Fulbright Project

View from Dunton Tower at Carleton University looking north along the Rideau River towards the city of Ottawa.

I am very fortunate this year to have received a Fulbright award. The College of Humanities and Fine Arts at UMass made it possible for me to spend the academic year at Carleton University in Ottawa, Ontario, Canada. While here, I’m working on a natural-language parser of Old English, which I will use to create a semantic map of Old English nouns. In short, I want a computer to recognize an Old English noun and then find all words associated with it. Nouns are names for entities in the world. So a semantic map tells us something about how a language permits people to associate qualities with entities.

Following in the footsteps of Artificial Intelligence researchers like Waleed Ammar of the Paul Allen Institute, I will be using untagged corpora—that is, texts that no one has marked up for grammatical information. I would like to interfere with the data as little as possible.

What makes this project different from similar NLP projects is my aim. I want to produce a tool that can be used by literary critics. I am not interested in improving Siri or Alexa or a pop-up advertisement that wants to sell you shoes. Neither is my aim to propose hypotheses about natural languages, which is a general aim of linguistics-related NLPs. So, the object of my inquiry is artful writing, consciously patterned language.

STAGE ONE

The first stage is to write a standard NLP parser using tagged corpora. The standard parser will serve to check any results of the non-standard parser. Thanks to the generosity of Dr. Ondrej Tichý of Charles University in Prague, the standard parser is now equipped with a list of OE lexemes, parsed for form. A second control mechanism is the York-Helsinki Parsed Corpus of Old English, which is a tagged corpus of most of Aelfric’s Catholic sermons.

STAGE TWO

At the same time, I divided the OE corpus into genres. In poetic texts, dragons can breathe fire. But in non-fictional texts, dragons don’t exist. So a semantic field drawn around dragons will change depending on genre. I am subdividing the poetry according to codex, and then according to age (as far as is possible) to account for semantic shift. Those subdivisions will have to be revised, then abandoned as the AI engine gets running. (I’ll be using the python module fastai to implement an AI.)

Notes

Unicode. You’d think that searching a text string for another text string would be straightforward. But nothing is easy! A big part of preparing the Old English Corpus for manipulation is ensuring that the bits and bytes are in the right order. I had a great deal of difficulty opening the Bosworth-Toller structured data. It was in UTF-16 encoding, similar to the character encoding used on Windows machines. When I tried to open it via python, the interpreter threw an error. It turns out, Unicode is far more complex than one imagines. Although I can find ð and þ, for example, I cannot find them as the first characters of words after a newline (or even regex \b). Another hurdle.

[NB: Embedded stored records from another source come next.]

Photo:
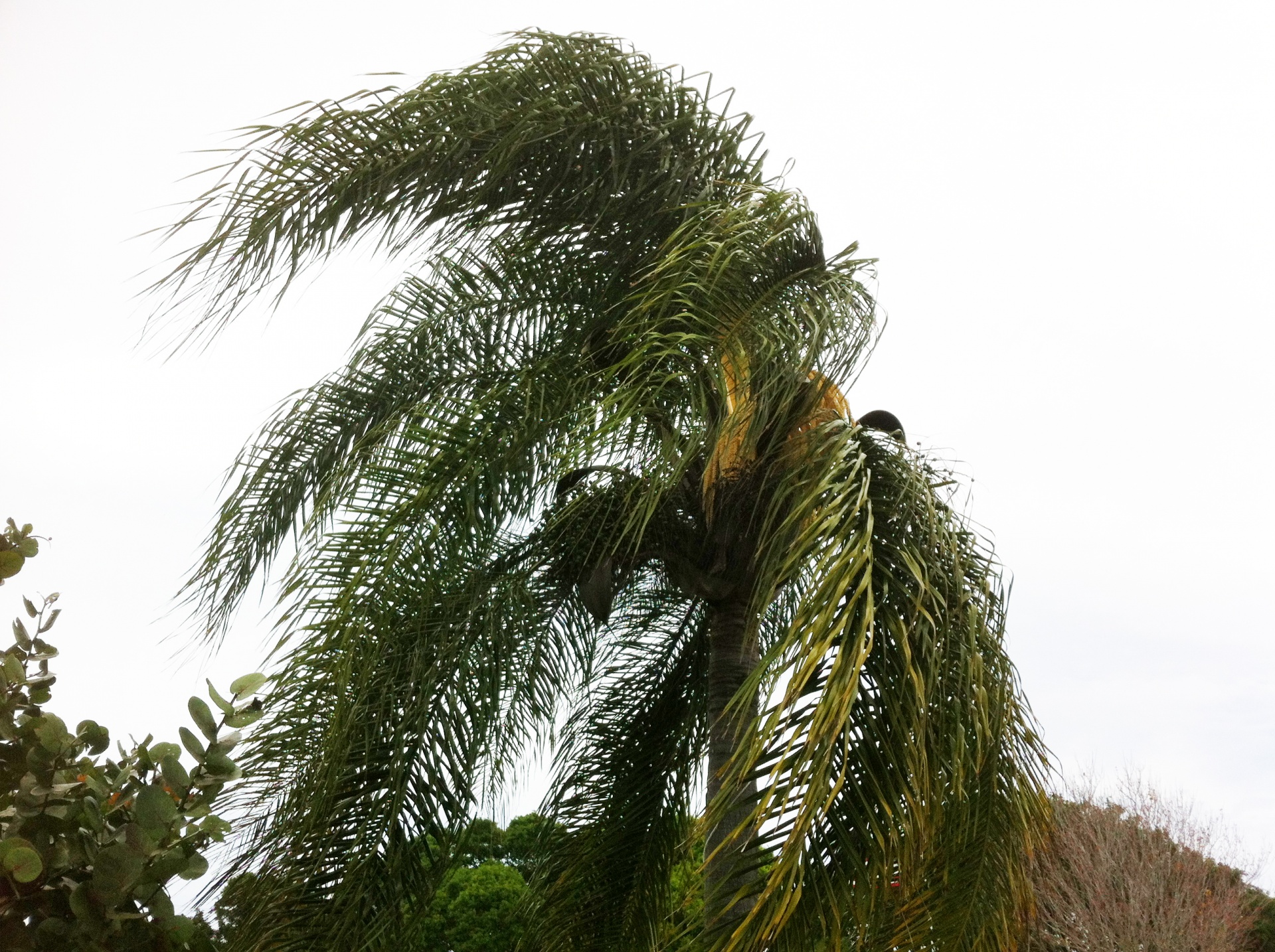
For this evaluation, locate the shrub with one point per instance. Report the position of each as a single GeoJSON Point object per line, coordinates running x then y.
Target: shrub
{"type": "Point", "coordinates": [1136, 876]}
{"type": "Point", "coordinates": [88, 844]}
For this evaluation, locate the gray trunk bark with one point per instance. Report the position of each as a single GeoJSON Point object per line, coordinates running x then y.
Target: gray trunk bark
{"type": "Point", "coordinates": [732, 658]}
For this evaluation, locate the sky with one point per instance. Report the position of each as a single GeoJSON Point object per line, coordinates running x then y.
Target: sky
{"type": "Point", "coordinates": [1070, 203]}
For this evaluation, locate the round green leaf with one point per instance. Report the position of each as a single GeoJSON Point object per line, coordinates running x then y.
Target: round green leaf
{"type": "Point", "coordinates": [248, 684]}
{"type": "Point", "coordinates": [222, 766]}
{"type": "Point", "coordinates": [174, 774]}
{"type": "Point", "coordinates": [11, 562]}
{"type": "Point", "coordinates": [23, 864]}
{"type": "Point", "coordinates": [191, 744]}
{"type": "Point", "coordinates": [153, 809]}
{"type": "Point", "coordinates": [203, 718]}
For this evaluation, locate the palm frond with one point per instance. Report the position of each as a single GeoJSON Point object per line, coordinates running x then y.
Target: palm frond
{"type": "Point", "coordinates": [546, 137]}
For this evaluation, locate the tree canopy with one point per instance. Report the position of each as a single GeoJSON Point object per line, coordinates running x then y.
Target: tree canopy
{"type": "Point", "coordinates": [590, 482]}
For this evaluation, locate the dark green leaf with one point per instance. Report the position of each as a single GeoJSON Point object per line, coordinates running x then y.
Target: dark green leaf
{"type": "Point", "coordinates": [155, 809]}
{"type": "Point", "coordinates": [203, 718]}
{"type": "Point", "coordinates": [174, 774]}
{"type": "Point", "coordinates": [191, 744]}
{"type": "Point", "coordinates": [244, 718]}
{"type": "Point", "coordinates": [23, 864]}
{"type": "Point", "coordinates": [226, 706]}
{"type": "Point", "coordinates": [248, 684]}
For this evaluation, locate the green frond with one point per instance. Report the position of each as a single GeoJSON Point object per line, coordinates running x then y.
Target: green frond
{"type": "Point", "coordinates": [900, 775]}
{"type": "Point", "coordinates": [550, 137]}
{"type": "Point", "coordinates": [629, 762]}
{"type": "Point", "coordinates": [597, 411]}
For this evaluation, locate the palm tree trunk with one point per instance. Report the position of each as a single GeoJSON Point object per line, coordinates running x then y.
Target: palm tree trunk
{"type": "Point", "coordinates": [732, 658]}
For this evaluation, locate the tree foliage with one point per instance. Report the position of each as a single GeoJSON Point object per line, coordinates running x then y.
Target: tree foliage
{"type": "Point", "coordinates": [602, 411]}
{"type": "Point", "coordinates": [1139, 873]}
{"type": "Point", "coordinates": [88, 845]}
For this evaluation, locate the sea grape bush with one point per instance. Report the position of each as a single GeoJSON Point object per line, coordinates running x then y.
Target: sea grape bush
{"type": "Point", "coordinates": [90, 844]}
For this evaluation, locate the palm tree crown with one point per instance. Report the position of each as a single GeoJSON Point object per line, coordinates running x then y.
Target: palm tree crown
{"type": "Point", "coordinates": [588, 482]}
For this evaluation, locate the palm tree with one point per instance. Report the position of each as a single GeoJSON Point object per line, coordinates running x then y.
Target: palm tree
{"type": "Point", "coordinates": [588, 485]}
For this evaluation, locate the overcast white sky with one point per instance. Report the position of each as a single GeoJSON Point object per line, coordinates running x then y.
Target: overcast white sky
{"type": "Point", "coordinates": [1071, 204]}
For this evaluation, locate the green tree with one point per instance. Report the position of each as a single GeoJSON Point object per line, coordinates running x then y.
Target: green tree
{"type": "Point", "coordinates": [590, 465]}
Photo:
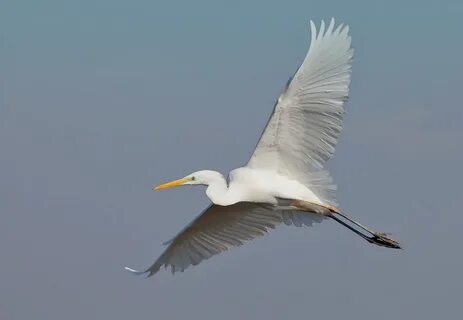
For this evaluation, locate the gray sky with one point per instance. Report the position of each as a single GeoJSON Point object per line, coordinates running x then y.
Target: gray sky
{"type": "Point", "coordinates": [102, 99]}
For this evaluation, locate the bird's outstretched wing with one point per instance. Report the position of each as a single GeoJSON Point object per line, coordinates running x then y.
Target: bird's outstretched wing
{"type": "Point", "coordinates": [220, 228]}
{"type": "Point", "coordinates": [302, 131]}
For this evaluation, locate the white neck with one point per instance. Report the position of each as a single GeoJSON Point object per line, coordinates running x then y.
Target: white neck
{"type": "Point", "coordinates": [218, 191]}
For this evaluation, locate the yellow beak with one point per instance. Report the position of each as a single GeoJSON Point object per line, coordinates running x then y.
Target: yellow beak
{"type": "Point", "coordinates": [171, 184]}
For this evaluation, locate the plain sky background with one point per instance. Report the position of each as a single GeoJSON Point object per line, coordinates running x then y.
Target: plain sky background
{"type": "Point", "coordinates": [102, 99]}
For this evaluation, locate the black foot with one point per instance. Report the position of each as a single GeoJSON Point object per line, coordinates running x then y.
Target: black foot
{"type": "Point", "coordinates": [382, 239]}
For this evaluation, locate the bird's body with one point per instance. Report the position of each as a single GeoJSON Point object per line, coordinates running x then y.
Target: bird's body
{"type": "Point", "coordinates": [250, 185]}
{"type": "Point", "coordinates": [285, 180]}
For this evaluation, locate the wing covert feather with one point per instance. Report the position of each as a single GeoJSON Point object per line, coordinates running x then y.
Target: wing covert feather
{"type": "Point", "coordinates": [303, 129]}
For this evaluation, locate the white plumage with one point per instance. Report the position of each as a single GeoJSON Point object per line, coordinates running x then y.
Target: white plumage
{"type": "Point", "coordinates": [285, 180]}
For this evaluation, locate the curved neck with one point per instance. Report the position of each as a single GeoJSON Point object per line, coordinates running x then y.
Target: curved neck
{"type": "Point", "coordinates": [218, 191]}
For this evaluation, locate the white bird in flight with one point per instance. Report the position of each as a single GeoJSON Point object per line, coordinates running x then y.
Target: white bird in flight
{"type": "Point", "coordinates": [285, 180]}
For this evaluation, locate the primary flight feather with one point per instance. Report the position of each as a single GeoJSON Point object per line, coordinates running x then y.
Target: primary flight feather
{"type": "Point", "coordinates": [285, 180]}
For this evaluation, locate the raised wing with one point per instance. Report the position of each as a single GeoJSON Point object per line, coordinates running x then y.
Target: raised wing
{"type": "Point", "coordinates": [302, 132]}
{"type": "Point", "coordinates": [220, 228]}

Overcame it! The problem was in the data. For reasons unknown to me, Microsoft Windows encodes runic characters differently than expected. So the solution was to use a text editor (BB Edit), go into the data, and replace all original thorns with regular thorns. Same for eth, asc, and so forth. Weirdly, it didn’t look like I was doing anything: both thorns looked identical on the screen.

 

Screen shot of parser guts so far. Markup is data from Tichy’s Bosworth-TollerInflect receives Markup, then returns inflections based on the gender of strong nouns. Variants and special cases have not yet been included.

To finish STAGE ONE, I’ll now inflect every noun, pronoun, and adjective, then conjugate every verb as they come in (on the fly). Andrej Tichý at Charles University in Prague, who very generously sent me his structured data, took a slightly different approach: he generated all the permutations first and placed them into a list. Finally, as a sentence comes in, I’ll send off each word to the parser, receive its markup and inflections/conjugations, then search the markup for matches.